MioTech has been working on knowledge graphs for listed companies and economies in the region since 2016. “We think it’s the biggest graph in Asia, or looking at Asian economies,” Tu said during a presentation earlier this year.
Because two companies have many other relationships (suppliers, competitors, former executives), then entity and event vectors for other connected players. And so the machine training keeps expanding.
Finally on top is a convolutional neural network, a class of deep neural networks used to visualize data. The goal is to create insights that are more meaningful than sell-side analyst reports, which use a lot of hedged language and don’t help investors make the binary, buy- or sell decisions they need to make. (Although it still takes a human to sell what might be a politically unpopular decision.)
Although businesspeople may not care much about the tech, startup execs are frustrated by how it is perceived.
Many in finance don’t understand how it works.

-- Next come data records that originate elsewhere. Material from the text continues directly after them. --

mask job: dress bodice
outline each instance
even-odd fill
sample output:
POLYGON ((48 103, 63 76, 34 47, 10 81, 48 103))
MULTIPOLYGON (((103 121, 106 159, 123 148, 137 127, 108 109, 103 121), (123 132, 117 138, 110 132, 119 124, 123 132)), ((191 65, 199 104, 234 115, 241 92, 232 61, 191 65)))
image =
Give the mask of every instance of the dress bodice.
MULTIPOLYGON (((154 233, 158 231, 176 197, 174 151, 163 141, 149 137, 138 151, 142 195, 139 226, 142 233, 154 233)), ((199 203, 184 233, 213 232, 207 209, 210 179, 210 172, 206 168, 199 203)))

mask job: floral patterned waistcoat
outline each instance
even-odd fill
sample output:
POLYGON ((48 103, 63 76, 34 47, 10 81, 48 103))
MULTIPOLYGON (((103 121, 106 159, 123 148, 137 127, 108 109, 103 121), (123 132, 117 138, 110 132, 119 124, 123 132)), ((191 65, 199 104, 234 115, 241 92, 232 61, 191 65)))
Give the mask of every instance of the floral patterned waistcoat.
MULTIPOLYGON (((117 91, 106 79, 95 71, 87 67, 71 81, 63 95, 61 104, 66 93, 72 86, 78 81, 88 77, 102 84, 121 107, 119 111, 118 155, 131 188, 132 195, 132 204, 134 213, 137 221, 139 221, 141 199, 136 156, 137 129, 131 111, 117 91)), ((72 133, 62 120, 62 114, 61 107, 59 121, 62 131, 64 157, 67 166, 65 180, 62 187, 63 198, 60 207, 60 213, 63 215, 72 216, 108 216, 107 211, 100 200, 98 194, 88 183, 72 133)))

“There’s no backtesting in A.I.,” Tu said. “There’s only more training with new data. If the data isn’t available, we can’t produce what clients want. But ‘backtesting’ is what finance people keep asking for – it’s not what A.I. people ask for.”
And even if people do understand it, the internal makeup of a financial institution is difficult to work with.
“Corporate digital teams are not aligned with management and sales,” said Seth Huang, CTO at Squared-S. There is often suspicion that A.I. will take away jobs. “But I’m not trying to get rid of analysts,” he said. “Banks are trying to get rid of analysts.”
For machine learning to work in finance, it can’t just be about computer scientists. It requires experts in economics, capital markets and other fields to put it into context. But it’s becoming easier and faster to do so. “Machine learning is not mysterious,” Huang said. “It’s easy to learn, and there are plenty of libraries that are open sourced. It would probably take eight weeks to solve many of your company’s problems.”